Thrombin is a universal enzyme involved in extracellular energy transformation. It utilizes ATP for cellular energy production and enzymatic activity related to inflammation, platelet activation, angiogenesis, chemokine and cytokine release, and is regulated by the capillary gate mechanism (sympathetic and parasympathetic nervous systems) and tissue repair stress induced by surgical stimuli. The generation of thrombin during anesthesia could therefore contribute to apoptosis and progression of malignancy through oxidative stress. Thrombin also regulates the balance between soluble and insoluble fibrin, which subsequently controls the systolic laminar flow, capillary flow, capillary hemostasis, systolic turbulent resistance and lateral force, immune response, and platelet activation and participation in inflammatory responses. Upregulated inflammatory mediators such as chemokines and cytokines may further lead to blood–brain barrier abnormality and subsequent neurotoxicity, including cognitive dysfunction.30, 31 These cytokine- and chemokine-mediated defects in the blood–brain barrier have been observed in an acute renal injury model in our laboratory (manuscript in submission). In addition, we have studied the role of platelets under surgical stress and found that platelets might also play a pivotal role in the vascular endothelium, in which the reciprocal mutual regulation between platelets and endothelium could be an novel central feature of the SRM (patent in application).

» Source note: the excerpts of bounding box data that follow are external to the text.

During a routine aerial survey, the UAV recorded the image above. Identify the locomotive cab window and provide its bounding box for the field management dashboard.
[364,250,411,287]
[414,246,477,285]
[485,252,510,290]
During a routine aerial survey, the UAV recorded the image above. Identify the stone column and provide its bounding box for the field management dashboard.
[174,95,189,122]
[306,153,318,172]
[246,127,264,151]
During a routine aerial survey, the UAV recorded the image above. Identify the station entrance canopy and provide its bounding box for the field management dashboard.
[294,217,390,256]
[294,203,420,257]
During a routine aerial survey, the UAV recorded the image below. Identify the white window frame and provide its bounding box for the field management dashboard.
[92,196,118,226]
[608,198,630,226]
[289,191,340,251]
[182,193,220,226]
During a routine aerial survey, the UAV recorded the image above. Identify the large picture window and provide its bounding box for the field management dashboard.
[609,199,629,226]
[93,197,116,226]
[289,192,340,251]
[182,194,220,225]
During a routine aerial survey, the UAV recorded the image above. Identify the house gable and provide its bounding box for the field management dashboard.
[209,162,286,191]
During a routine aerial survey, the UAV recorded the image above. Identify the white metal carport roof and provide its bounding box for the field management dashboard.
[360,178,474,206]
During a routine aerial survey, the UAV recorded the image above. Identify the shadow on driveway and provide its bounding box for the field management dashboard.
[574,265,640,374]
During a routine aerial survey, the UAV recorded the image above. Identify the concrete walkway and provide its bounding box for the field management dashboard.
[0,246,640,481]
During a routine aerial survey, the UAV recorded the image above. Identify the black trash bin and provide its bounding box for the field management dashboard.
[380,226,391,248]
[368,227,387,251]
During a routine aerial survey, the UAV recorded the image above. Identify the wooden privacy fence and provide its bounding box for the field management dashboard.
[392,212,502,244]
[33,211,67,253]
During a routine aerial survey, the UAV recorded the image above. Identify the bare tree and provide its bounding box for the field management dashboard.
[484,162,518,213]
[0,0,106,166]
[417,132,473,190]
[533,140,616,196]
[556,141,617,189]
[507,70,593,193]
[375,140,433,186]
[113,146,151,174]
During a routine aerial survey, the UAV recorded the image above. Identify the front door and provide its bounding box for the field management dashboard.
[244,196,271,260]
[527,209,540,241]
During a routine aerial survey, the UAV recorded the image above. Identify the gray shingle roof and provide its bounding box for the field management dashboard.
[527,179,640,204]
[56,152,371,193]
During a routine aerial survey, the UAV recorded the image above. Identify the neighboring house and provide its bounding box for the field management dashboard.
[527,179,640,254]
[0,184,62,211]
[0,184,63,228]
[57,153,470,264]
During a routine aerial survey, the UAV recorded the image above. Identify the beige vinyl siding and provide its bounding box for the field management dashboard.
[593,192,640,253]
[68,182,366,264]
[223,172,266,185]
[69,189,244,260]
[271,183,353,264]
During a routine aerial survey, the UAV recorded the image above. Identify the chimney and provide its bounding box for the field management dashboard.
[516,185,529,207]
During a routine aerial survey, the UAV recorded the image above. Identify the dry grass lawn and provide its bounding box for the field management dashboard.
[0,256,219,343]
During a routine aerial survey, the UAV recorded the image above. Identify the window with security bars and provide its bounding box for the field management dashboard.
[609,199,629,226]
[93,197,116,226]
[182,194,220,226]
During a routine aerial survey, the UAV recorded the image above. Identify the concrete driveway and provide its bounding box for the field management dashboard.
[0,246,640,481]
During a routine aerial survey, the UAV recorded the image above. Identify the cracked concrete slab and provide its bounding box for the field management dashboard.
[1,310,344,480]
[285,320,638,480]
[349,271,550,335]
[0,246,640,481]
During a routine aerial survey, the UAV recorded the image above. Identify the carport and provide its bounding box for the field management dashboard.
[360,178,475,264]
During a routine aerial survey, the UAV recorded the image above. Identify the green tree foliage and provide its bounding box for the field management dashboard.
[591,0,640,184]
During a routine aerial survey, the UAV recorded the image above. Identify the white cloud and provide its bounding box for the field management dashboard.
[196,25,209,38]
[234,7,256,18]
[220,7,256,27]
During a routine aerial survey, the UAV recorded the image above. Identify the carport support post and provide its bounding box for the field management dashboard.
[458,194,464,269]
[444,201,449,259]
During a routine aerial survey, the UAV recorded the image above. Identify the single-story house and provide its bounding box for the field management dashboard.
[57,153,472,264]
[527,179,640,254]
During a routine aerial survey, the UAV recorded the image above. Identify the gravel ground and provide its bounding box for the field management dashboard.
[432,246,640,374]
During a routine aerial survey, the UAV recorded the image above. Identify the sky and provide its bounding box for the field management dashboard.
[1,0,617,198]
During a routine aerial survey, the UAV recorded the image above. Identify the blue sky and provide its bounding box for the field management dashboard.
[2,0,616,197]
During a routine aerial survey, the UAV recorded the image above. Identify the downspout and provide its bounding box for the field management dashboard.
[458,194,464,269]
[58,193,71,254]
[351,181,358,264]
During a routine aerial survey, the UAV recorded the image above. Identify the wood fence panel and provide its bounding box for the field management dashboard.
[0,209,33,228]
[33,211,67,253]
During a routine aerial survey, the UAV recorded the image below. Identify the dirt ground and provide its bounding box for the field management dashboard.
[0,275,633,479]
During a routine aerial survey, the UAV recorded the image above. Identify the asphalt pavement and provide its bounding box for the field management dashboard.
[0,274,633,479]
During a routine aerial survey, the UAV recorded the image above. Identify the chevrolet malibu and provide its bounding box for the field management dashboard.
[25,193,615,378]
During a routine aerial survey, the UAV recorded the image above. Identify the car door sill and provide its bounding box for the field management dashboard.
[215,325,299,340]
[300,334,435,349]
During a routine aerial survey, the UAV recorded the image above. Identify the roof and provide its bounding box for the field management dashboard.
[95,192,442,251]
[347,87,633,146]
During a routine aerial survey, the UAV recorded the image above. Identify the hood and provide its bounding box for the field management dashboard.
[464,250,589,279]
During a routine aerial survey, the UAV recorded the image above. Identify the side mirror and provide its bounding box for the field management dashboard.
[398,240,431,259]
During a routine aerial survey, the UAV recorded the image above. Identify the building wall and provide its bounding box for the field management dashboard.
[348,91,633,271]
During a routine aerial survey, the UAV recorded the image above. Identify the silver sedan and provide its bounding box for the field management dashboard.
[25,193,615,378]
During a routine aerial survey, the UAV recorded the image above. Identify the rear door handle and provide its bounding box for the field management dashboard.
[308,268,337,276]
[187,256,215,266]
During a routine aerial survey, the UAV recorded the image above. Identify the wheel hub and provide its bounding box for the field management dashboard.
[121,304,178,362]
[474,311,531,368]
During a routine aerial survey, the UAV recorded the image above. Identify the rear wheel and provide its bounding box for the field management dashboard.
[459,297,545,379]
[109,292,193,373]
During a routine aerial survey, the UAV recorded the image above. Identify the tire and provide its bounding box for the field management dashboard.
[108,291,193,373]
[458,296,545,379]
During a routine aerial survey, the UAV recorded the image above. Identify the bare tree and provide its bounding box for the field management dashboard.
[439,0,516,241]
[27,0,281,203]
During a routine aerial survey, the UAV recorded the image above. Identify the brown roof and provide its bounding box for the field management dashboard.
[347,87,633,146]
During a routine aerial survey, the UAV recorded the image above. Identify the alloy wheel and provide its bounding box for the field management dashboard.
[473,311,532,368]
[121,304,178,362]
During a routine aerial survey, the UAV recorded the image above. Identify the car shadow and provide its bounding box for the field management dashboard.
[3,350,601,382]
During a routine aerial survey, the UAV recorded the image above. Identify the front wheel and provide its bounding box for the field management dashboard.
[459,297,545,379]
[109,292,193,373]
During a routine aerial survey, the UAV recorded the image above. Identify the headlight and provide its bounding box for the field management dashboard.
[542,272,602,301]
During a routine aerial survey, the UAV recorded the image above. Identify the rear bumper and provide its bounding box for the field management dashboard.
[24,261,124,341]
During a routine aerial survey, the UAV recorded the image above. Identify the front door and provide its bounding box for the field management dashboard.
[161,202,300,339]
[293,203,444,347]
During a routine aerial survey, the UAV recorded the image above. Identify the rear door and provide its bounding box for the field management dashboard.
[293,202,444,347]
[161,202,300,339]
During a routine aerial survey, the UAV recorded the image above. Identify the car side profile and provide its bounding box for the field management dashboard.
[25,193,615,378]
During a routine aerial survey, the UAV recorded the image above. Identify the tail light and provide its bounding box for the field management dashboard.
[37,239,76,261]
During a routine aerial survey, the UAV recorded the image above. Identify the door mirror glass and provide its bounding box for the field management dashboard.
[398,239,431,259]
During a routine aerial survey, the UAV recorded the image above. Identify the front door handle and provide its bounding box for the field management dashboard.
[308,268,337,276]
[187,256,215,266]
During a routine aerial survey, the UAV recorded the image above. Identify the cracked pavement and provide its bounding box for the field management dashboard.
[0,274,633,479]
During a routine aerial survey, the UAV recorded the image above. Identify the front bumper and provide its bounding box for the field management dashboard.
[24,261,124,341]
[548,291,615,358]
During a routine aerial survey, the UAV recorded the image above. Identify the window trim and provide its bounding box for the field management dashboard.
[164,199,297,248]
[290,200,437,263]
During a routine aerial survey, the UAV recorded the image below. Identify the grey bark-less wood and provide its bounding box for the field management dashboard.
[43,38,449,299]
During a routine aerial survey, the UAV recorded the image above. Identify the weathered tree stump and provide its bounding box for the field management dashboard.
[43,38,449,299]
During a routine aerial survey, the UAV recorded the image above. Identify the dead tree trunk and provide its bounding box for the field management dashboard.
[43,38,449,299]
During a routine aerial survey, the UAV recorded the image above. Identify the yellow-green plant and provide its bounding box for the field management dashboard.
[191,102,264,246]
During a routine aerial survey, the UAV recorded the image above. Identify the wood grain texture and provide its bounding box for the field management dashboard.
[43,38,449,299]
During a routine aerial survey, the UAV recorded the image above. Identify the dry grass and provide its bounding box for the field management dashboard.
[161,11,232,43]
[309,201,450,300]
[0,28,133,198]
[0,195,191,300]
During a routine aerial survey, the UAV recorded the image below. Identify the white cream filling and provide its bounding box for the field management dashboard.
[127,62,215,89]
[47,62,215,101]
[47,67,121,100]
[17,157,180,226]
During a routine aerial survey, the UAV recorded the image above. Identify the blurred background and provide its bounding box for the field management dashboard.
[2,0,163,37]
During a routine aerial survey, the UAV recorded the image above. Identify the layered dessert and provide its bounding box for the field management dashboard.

Although the SRM appears complex and roughly drafted, it is still a theory that could bridge the gap between anesthesia, surgical stress and recently observed adverse effects. The SRM also sheds light on the mechanism of surgical stress during anesthesia and could provide a basis for modification of anesthesia techniques to optimize surgical outcome. However, further investigation is needed to test the SRM theory in order to provide a novel way to resolve the problems such as cognitive dysfunction and malignancy.